Research paper proposal including a bibliography

15%

October 31

Research Essay (20-25 pages)

40%

December 5

Response Paper

5%

November 21

Leadership of seminar session (25%)                                                                   
This involves analysis of assigned texts in one seminar week with questions to guide discussion. You will hand in a written copy of your discussion plan including questions on the same day.
     
Research paper proposal including a bibliography (15%)
The proposal will be a single type-written, double-spaced page indicating the aim and scope of the research. The bibliography will list main entries, with a sentence or two indicating the specific relevance of each source to the proposed research topic.
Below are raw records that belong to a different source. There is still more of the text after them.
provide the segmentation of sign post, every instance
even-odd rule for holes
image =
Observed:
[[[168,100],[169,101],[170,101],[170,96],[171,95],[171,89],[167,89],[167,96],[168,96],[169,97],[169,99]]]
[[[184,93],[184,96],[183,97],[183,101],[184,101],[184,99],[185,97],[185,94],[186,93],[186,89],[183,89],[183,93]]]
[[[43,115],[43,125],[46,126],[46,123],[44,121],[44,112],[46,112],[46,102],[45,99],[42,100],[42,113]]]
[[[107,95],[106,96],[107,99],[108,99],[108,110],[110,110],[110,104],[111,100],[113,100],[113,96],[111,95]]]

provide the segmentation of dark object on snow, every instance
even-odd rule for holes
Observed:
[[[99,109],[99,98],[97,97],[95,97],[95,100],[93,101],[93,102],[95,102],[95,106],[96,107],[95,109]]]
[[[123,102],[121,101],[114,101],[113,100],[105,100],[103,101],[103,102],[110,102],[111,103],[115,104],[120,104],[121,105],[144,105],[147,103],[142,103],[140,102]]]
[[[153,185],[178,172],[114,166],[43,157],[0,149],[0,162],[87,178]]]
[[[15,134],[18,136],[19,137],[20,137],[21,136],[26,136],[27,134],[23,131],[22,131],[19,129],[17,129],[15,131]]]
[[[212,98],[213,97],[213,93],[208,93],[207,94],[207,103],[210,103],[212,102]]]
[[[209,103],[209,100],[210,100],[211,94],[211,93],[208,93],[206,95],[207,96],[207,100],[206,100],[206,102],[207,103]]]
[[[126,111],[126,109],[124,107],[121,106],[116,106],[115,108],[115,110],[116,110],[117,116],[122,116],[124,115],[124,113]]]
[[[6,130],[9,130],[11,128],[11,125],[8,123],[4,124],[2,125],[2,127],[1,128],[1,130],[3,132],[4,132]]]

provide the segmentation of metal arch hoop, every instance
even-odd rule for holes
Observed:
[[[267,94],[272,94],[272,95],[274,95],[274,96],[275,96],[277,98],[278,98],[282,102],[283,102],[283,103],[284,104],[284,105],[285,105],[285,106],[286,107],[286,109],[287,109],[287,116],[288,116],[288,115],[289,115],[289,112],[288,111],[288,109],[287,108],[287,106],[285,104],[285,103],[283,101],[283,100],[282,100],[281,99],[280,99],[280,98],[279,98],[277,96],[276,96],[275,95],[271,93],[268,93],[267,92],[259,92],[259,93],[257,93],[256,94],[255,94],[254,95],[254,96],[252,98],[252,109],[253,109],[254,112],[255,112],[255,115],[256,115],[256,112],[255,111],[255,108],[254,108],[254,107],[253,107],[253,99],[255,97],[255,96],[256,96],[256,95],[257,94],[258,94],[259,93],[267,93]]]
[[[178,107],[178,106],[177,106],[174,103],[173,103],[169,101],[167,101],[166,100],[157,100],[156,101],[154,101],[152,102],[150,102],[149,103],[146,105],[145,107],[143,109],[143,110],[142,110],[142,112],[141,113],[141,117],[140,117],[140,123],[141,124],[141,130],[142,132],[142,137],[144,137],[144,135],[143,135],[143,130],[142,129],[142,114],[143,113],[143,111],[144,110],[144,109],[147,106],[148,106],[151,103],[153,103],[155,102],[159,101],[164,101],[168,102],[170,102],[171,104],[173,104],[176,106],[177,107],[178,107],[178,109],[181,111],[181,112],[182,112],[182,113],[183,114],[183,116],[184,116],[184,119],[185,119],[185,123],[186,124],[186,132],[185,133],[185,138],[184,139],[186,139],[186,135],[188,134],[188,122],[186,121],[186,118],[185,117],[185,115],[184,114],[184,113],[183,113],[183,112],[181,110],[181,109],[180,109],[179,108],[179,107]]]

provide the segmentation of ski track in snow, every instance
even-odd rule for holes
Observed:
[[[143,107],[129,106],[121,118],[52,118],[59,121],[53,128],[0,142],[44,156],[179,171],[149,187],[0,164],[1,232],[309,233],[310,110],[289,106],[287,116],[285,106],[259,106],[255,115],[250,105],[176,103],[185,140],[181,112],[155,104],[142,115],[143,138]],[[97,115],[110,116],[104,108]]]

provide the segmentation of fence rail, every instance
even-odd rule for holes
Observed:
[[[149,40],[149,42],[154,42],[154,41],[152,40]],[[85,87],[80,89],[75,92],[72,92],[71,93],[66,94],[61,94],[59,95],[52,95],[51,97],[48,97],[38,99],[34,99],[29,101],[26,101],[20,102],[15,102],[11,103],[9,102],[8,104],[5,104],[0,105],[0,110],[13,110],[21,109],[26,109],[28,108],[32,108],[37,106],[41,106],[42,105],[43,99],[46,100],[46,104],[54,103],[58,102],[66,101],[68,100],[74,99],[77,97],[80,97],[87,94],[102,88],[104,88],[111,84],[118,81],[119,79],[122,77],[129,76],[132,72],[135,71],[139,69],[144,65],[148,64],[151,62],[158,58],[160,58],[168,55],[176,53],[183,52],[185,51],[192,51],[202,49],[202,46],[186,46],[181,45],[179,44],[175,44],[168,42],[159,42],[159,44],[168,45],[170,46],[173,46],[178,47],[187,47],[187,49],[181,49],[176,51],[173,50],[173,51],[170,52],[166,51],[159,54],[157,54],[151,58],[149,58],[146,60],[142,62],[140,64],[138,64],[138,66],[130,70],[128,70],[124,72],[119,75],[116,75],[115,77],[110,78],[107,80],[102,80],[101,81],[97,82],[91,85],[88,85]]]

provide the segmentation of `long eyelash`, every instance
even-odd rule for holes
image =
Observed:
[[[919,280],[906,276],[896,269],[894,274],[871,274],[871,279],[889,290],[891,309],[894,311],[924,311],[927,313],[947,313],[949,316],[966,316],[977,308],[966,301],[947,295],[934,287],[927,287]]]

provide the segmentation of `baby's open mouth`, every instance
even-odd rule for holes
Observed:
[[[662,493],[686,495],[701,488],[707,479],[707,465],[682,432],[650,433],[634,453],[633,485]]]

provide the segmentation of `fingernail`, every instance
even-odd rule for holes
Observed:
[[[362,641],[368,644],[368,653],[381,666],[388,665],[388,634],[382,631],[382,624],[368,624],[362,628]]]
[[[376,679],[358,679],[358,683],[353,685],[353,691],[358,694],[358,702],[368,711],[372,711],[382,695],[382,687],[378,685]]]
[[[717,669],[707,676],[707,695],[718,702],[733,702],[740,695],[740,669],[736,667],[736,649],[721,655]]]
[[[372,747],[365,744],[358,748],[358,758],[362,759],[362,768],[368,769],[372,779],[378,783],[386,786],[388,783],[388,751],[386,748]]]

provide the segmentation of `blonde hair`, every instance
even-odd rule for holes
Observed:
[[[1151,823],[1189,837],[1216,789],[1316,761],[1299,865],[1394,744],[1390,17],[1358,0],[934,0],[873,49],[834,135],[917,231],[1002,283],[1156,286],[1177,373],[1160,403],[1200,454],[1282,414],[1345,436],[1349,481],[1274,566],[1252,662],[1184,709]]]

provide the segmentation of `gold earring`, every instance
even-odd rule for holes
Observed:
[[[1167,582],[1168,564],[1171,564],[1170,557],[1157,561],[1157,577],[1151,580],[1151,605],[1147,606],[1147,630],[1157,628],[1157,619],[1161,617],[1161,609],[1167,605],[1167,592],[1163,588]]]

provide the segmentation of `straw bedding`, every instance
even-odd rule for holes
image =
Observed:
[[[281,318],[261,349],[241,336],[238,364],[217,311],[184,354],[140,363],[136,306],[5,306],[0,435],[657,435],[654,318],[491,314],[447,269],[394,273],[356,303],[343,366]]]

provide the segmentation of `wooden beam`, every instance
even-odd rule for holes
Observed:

Research Essay (20-25 pages) 40%
The research essay will be an original critical analysis of the work of one of the nine authors discussed in the course. You may also choose to do a comparative study of two authors. You may approach the analysis from any perspective you choose, incorporating themes, discussion and methodology used in the course, as well as my feedback to the earlier proposal.

Response Paper (5%)
Each student will prepare a three-page written response to the readings assigned for November 14. We will not meet as a class on November 14, as I will be attending a conference.

Informed participation (15%)
Your participation requires weekly, prepared attendance; that is, contribution to the discussion through informed questions and responses.